0.114 moles of carbon dioxide will contain $22\times 0.114\times 6.022\times 10^{23}=15.103\times 10^{23}$ number of electrons.

Number of electrons = $15.103\times 10^{23}$

• For 2:  4 g of CO

Given mass of carbon monoxide = 4 g

Molar mass of carbon monoxide = 28 g/mol

Putting values in equation 1, we get:

$\text{Number of moles}=\frac{4g}{28g/mol}=0.143mol$

Now, using expression 2, we get:

Number of electrons in 1 mole of carbon monoxide = [6 + 8] = 14

0.143 moles of carbon monoxide will contain $14\times 0.143\times 6.022\times 10^{23}=12.0554\times 10^{23}$ number of electrons.

Number of electrons = $12.0554\times 10^{23}$

• For 3:  1 g of $H_2$

Given mass of hydrogen = 1 g

Molar mass of hydrogen = 2 g/mol

Putting values in equation 1, we get:

$\text{Number of moles}=\frac{1g}{2g/mol}=0.5mol$

Now, using expression 2, we get:

Number of electrons in 1 mole of hydrogen molecule = [2 × 1] = 2

0.5 moles of hydrogen molecule will contain $2\times 0.5\times 6.022\times 10^{23}=6.022\times 10^{23}$ number of electrons.

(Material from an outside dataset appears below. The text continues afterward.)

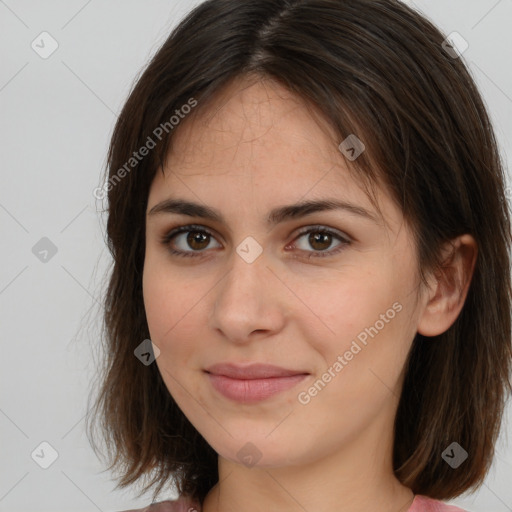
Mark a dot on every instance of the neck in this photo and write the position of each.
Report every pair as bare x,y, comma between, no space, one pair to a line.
344,480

Number of electrons = $6.022\times 10^{23}$

• For 4:  6 g of $O_2$

Given mass of oxygen = 6 g

Molar mass of oxygen = 32 g/mol

Putting values in equation 1, we get:

$\text{Number of moles}=\frac{6g}{32g/mol}=0.1875mol$

Now, using expression 2, we get:

Number of electrons in 1 mole of oxygen = [2 × 8] = 16

0.1875 moles of oxygen will contain $8\times 0.1875\times 6.022\times 10^{23}=18.08\times 10^{23}$ number of electrons.

Number of electrons = $18.08\times 10^{23}$

Hence, the correct answer is Option 4.